Чингисхан. История завоевателя Мира - Джувейни Ата-Мелик. Страница 35

Говоря коротко, жители Нура закрыли ворота; и Таир послал гонца, чтобы известить о прибытии Завоевывающего Мир Императора и вынудить их сдаться и прекратить сопротивление. Чувства горожан были противоречивы, ибо они не верили, что Завоевывающий Мир Император Чингисхан явился лично; с другой стороны, они испытывали страх перед султаном. Поэтому они не знали, на что решиться, и одни из них были за то, чтобы сдаться и подчиниться, а другие предлагали защищаться или боялись [предпринять что-либо]. В конце концов, после долгих переговоров было решено, что жители Нура соберут продовольствие и отправят его Властелину Века с посланником и таким образом известят о своей покорности и о том, что ищут его покровительства как его послушные рабы. /79/ Таир-бахадур выразил свое согласие и удовольствовался малым. Он затем отправился своим путем, а жители Нура снарядили посланника, как было обещано. После того как Император удостоил посланников [sic] высокой чести, приняв их дары, он приказал им сдать город Субутаю [304], который подходил к Нуру со своим передовым отрядом. Когда Субутай прибыл, они починились этому приказу и сдали город. После этого было заключено соглашение о том, что жители Нура удовлетворятся тем, что будут избавлены от опасности, и оставят себе лишь самое необходимое для жизни и обработки земли, то есть коров и овец; и что они выйдут из города на равнину, оставив войску в своих домах все, что там было. Они выполнили этот приказ, и войско вошло в город и унесло оттуда все, что смогло найти. Монголы выполнили условия соглашения и никому не причинили вреда. Жители Нура затем отобрали 60 человек и отправили их вместе с Иль-ходжой, сыном эмира Нура, в Дабус [305] на подмогу монголам. Когда туда прибыл Чингисхан, они вышли встретить его и вынесли ему достойные [дары] в качестве тузгу [306] и угощения (nuzl). Чингисхан принял их по-царски и спросил, какой налог (māl-i-qarārī) взимал с Нура султан. Они ответили, что 1500 динаров; и он приказал им выплатить его деньгами и обещал не причинять им больше никаких неудобств. Половину этой суммы набрали из принесенных женщинами серег, на другую половину предоставили обеспечение и [в конце концов] выплатили ее монголам. И так жители Нура были избавлены от унижений татарской неволи и рабства, и Нур вернул себе блеск [307] и процветание.

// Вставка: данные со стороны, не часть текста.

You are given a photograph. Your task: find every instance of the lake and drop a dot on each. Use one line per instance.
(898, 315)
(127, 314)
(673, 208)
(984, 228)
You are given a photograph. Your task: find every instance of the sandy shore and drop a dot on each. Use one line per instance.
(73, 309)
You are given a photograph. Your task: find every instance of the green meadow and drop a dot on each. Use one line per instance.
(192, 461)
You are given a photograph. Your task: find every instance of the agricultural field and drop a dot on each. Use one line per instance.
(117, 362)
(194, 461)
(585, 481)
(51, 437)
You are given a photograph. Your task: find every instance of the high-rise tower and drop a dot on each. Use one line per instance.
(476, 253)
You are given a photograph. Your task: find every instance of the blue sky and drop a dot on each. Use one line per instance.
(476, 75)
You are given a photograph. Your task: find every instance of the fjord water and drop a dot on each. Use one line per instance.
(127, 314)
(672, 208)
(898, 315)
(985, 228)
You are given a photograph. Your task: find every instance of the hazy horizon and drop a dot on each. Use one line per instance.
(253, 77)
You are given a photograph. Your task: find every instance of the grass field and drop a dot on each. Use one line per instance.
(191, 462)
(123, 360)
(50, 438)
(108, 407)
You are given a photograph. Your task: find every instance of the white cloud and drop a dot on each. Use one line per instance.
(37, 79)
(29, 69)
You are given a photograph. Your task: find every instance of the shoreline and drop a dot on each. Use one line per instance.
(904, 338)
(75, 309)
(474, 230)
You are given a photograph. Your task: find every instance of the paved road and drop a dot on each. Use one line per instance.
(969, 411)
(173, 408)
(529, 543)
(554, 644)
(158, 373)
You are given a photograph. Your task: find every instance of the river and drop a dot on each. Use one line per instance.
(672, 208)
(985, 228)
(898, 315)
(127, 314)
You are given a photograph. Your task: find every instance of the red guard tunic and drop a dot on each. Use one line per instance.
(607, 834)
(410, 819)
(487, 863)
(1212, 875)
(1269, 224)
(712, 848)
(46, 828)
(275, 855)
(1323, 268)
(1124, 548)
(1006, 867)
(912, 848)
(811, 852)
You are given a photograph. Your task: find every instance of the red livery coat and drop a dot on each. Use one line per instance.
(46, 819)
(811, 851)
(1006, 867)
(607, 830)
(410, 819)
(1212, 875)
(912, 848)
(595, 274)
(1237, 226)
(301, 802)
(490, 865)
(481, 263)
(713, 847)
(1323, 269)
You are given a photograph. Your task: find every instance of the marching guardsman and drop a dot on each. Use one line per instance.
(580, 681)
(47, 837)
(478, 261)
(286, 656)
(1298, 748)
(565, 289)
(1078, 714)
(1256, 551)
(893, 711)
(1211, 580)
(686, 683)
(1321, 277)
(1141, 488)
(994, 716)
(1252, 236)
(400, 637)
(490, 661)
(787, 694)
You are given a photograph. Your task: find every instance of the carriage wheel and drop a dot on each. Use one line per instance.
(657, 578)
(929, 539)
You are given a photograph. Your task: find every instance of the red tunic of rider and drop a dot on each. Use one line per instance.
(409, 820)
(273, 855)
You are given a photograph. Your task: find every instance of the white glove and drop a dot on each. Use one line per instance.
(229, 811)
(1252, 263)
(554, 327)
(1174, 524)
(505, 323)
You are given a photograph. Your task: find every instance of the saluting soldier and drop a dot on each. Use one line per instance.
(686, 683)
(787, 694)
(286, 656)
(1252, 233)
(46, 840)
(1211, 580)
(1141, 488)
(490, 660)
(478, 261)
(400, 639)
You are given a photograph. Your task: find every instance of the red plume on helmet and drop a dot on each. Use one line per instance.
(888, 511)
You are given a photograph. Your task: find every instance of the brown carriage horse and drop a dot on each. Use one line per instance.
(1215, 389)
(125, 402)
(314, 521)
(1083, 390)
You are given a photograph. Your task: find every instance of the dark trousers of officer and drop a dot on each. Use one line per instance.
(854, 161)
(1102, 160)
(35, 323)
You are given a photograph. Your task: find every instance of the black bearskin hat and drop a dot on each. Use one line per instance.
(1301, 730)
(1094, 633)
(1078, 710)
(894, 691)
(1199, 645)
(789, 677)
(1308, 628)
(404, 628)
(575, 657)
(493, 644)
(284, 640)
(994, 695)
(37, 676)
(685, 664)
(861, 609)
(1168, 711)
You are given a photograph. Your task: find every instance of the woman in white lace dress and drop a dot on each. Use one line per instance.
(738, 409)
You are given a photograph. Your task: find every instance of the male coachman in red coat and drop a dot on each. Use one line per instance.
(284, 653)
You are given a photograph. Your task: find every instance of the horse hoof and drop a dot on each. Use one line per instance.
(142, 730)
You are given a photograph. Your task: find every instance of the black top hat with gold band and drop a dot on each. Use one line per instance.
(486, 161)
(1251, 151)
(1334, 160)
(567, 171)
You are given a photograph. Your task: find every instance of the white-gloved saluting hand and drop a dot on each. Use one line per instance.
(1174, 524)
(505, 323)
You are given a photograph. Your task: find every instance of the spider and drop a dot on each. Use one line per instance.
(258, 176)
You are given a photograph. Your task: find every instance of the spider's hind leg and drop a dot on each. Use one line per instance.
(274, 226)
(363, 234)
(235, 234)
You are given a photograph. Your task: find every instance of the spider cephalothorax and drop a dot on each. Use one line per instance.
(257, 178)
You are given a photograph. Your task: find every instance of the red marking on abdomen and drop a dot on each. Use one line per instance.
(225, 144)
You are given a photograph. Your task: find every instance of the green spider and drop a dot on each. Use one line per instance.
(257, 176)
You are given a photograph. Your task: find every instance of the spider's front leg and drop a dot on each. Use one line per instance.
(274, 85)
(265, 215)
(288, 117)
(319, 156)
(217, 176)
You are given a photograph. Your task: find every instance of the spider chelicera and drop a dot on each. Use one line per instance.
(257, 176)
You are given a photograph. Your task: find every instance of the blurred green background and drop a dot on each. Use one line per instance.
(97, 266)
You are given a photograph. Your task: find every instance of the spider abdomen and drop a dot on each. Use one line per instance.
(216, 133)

И оттуда Чингисхан направился в Бухару, и в начале месяца мухаррама 617 года [март 1220] [308] он разбил лагерь перед воротами крепости.

И тогда они установили царский шатер на равнине перед крепостью [309].

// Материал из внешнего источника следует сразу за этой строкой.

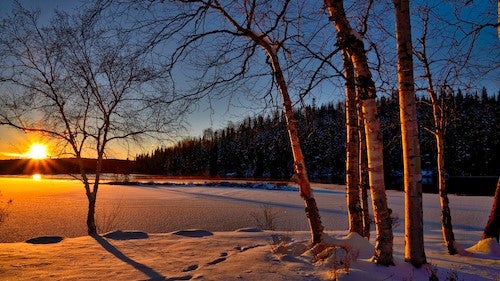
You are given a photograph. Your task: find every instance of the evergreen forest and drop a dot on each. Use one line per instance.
(258, 146)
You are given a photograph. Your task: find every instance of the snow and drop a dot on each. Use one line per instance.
(212, 236)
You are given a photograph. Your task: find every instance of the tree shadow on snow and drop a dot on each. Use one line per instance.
(148, 271)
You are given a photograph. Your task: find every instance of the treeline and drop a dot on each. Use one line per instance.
(258, 147)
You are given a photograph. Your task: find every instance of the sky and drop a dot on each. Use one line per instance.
(215, 114)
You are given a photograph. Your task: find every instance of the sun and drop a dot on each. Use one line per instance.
(37, 151)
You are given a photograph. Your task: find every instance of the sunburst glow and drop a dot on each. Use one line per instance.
(37, 151)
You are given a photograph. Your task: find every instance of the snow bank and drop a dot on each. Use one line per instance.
(488, 248)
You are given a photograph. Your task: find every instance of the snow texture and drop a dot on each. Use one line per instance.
(198, 250)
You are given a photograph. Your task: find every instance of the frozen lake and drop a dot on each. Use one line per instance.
(58, 207)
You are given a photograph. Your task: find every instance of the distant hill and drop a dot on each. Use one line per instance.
(63, 166)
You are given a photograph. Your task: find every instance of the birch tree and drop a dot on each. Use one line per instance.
(246, 27)
(414, 223)
(352, 42)
(355, 212)
(438, 132)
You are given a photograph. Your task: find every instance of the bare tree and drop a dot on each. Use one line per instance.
(225, 59)
(414, 222)
(84, 84)
(351, 41)
(355, 212)
(438, 132)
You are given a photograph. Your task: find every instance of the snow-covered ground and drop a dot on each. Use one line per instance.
(157, 250)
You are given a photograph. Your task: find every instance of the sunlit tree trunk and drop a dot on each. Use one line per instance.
(438, 133)
(312, 211)
(351, 41)
(364, 184)
(492, 229)
(414, 224)
(271, 48)
(352, 170)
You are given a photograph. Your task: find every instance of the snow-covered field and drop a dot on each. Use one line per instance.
(212, 249)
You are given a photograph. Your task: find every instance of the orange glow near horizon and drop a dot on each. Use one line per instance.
(37, 151)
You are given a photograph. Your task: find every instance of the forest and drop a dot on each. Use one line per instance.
(258, 147)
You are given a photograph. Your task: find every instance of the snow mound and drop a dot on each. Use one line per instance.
(45, 240)
(487, 247)
(196, 233)
(354, 242)
(126, 235)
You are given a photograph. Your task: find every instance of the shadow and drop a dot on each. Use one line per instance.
(260, 202)
(151, 273)
(126, 235)
(45, 240)
(194, 233)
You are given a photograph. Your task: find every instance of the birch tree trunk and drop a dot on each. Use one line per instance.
(351, 41)
(364, 185)
(414, 224)
(355, 212)
(438, 133)
(271, 49)
(492, 229)
(299, 166)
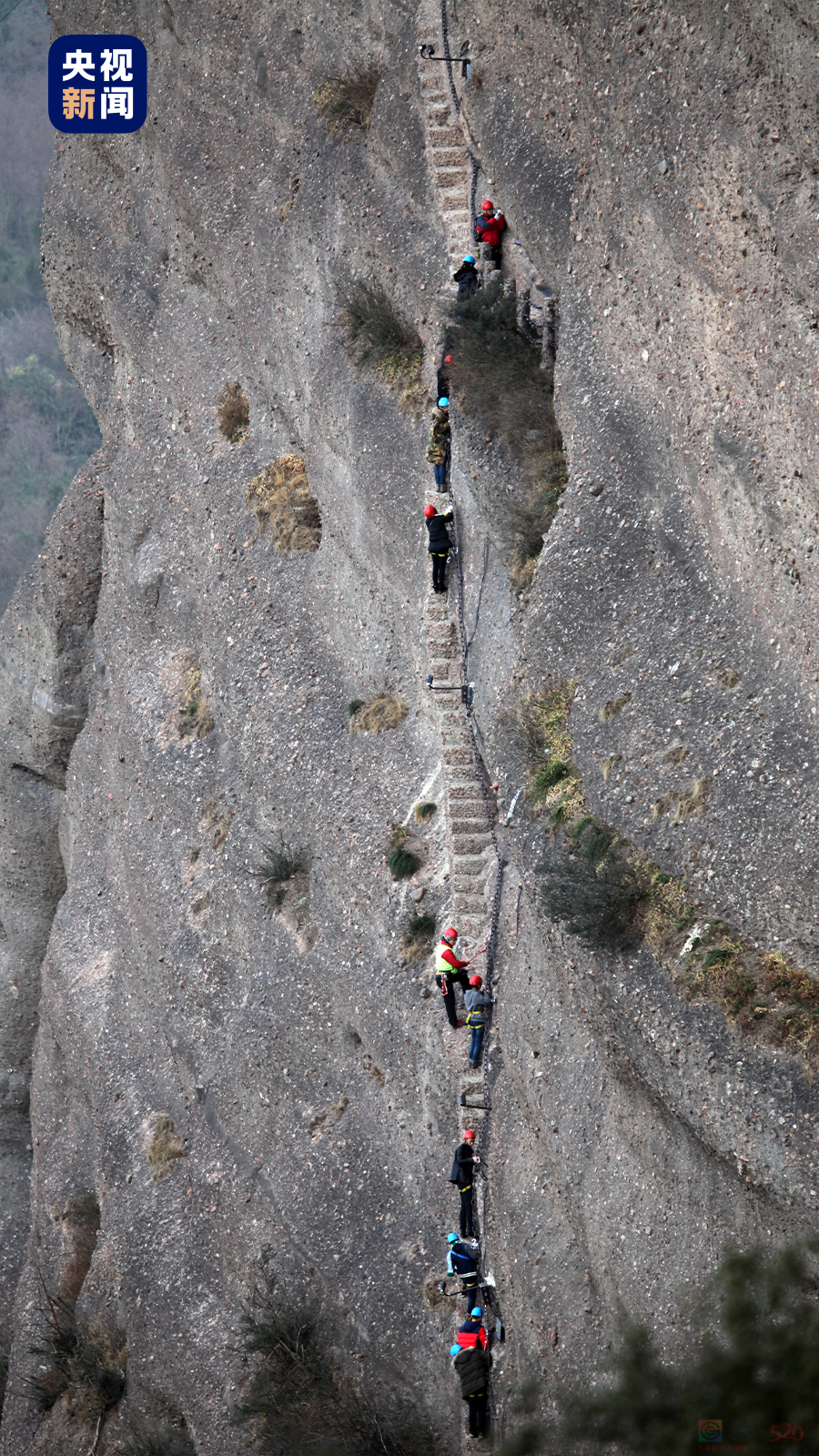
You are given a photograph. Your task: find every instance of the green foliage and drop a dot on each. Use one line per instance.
(47, 429)
(402, 864)
(424, 812)
(497, 376)
(278, 866)
(234, 412)
(596, 887)
(755, 1368)
(85, 1365)
(295, 1402)
(376, 334)
(545, 778)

/80/ И его воины были многочисленнее, чем муравьи или саранча, и их число нельзя было сосчитать и измерить. Прибывали полки за полками, подобные бушующему морю, и вставали лагерем вокруг города. На рассвете двадцать тысяч воинов иностранного (bīrūnī) наемного войска султана вышли из крепости вместе с большинством жителей города; их возглавляли Кок-хан [310] и другие офицеры, такие как Хамид Бур [311], Севинч-хан [312] и Кешлы-хан [313]. Говорили, что Кок-хан был монголом, бежавшим от Чингисхана и присоединившимся к султану (правдивость этого утверждения предоставим доказать автору); поэтому его дела шли как нельзя лучше. Когда эти силы достигли берега реки Окс, дозорные и передовые отряды монголов напали на них и не оставили от них и следа.

Когда нельзя избежать гибели, лучшее, что можно сделать, — набраться терпения [314].

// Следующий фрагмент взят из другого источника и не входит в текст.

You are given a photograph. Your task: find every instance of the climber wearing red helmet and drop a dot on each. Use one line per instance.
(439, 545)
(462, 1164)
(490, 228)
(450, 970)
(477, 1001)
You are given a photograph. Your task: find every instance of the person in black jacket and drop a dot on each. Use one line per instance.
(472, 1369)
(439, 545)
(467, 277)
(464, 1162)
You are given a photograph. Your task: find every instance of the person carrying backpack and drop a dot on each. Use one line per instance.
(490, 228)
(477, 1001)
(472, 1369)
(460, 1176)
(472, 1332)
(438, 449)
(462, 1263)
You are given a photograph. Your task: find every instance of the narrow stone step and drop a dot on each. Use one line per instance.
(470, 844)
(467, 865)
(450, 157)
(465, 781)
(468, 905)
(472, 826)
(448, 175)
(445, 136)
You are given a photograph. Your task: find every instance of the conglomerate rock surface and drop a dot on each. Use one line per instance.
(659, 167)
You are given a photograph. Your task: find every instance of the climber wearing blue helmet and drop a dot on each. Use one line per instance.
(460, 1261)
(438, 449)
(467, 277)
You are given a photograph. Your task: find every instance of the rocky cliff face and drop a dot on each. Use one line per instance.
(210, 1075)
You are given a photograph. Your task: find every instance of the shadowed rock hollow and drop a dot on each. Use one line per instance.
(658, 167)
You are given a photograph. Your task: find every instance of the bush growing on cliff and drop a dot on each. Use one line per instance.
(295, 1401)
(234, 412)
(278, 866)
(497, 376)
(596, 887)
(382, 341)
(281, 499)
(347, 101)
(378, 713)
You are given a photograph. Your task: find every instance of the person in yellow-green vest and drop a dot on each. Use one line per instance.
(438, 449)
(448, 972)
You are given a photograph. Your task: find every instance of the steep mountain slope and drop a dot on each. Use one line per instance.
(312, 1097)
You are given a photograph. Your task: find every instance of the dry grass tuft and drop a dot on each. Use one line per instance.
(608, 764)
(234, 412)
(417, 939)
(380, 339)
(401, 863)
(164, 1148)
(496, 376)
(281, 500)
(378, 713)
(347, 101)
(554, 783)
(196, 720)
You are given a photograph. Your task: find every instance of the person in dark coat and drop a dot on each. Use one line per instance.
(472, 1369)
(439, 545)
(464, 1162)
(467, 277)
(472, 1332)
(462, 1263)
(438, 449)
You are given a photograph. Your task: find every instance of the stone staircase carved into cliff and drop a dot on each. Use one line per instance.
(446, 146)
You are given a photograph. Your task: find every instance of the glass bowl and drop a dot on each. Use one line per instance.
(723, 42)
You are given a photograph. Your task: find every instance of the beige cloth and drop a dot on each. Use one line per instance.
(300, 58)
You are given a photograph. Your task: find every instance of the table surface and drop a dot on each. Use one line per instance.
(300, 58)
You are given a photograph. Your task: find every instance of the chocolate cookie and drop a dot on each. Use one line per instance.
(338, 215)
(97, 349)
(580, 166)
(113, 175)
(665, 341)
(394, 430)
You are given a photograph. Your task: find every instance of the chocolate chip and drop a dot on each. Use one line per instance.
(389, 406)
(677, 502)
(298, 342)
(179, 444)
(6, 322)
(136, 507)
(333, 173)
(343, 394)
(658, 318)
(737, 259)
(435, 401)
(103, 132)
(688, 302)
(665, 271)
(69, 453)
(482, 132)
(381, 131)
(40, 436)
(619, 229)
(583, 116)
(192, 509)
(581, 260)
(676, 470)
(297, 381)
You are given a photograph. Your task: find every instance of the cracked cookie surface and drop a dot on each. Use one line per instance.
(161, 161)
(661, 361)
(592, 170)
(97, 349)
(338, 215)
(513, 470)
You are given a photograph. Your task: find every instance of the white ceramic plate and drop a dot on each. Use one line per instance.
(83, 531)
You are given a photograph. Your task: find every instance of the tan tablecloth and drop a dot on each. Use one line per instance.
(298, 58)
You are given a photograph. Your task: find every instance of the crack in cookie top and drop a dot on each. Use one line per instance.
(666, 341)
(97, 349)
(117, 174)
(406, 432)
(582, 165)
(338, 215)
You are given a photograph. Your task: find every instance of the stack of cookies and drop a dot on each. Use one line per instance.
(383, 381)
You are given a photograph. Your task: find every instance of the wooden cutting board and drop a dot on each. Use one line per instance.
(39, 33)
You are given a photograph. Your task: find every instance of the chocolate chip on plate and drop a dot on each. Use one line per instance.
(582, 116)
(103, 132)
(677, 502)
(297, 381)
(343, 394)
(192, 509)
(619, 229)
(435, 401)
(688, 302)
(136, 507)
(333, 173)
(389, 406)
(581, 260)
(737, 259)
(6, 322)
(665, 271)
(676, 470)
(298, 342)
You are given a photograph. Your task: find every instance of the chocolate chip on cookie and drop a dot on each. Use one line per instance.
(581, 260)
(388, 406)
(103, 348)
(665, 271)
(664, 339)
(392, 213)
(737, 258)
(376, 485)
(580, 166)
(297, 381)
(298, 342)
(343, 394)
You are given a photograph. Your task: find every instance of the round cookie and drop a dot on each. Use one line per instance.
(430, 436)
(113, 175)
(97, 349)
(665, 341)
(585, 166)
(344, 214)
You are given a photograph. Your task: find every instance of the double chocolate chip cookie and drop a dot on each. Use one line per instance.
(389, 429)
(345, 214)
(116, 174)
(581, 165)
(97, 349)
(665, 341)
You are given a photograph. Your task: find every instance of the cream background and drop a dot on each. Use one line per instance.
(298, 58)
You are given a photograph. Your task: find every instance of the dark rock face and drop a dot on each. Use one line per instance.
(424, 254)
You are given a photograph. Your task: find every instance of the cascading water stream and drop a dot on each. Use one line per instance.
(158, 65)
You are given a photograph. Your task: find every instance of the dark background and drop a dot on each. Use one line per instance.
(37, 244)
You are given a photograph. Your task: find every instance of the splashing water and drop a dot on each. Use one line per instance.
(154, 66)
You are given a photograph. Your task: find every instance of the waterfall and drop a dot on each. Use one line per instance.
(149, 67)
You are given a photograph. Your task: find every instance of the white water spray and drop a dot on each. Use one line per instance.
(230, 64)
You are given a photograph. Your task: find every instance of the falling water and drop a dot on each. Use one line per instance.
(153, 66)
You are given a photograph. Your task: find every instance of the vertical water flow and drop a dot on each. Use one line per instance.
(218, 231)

На следующий день, когда солнце осветило равнину, которая стала похожа на блюдо, наполненное кровью, жители Бухары отворили городские ворота и закрыли двери вражды и сражений. Имамы и вельможи отправились к Чингисхану, который прибыл в город, чтобы осмотреть его и крепость. Он въехал на коне в Пятничную мечеть и остановился перед максурой, а его сын Толи спешился и взошел на минбар. Чингисхан спросил присутствующих, не является ли это место дворцом султана; ему ответили, что это был дом Всевышнего. Тогда он тоже сошел с коня и, поднявшись на две-три ступеньки минбара, воскликнул: «В окрестностях города нет корма для скота; наполните брюхо нашим лошадям». После этого они открыли все амбары в городе и начали выносить оттуда зерно. И они принесли ящики, в которых хранились Кораны, во двор мечети, и выбросили из них священные книги, а ящики превратили в ясли для своих лошадей. После этого они раздали чаши с вином и послали за городскими певицами, чтобы те пели и танцевали перед ними; и монголы начали петь свои собственные песни. А в это время имамы, шейхи, сейиды, лекари и ученые под присмотром конюхов ухаживали за их лошадьми в конюшне и исполняли их приказы. Через один или два часа Чингисхан поднялся, чтобы возвращаться в свой лагерь, и когда вся собравшаяся там толпа уехала, на земле остались лежать листы из Корана, втоптанные в грязь их ногами и копытами их коней. В этот момент эмир имам Джелал ад-Дин Али ибн аль-Хусейн Заиди [315], бывший главой и вождем сейидов Трансоксании, известный своей праведностью и аскетизмом, обратившись к ученому имаму Рокн ад-Дину Имам-заде, одному из лучших ученых мира — да сделает Аллах приятным место отдыха для них обоих! — сказал: «Маулана, что же это такое

То, что я вижу, видится мне наяву или во сне, о Всевышний? [316]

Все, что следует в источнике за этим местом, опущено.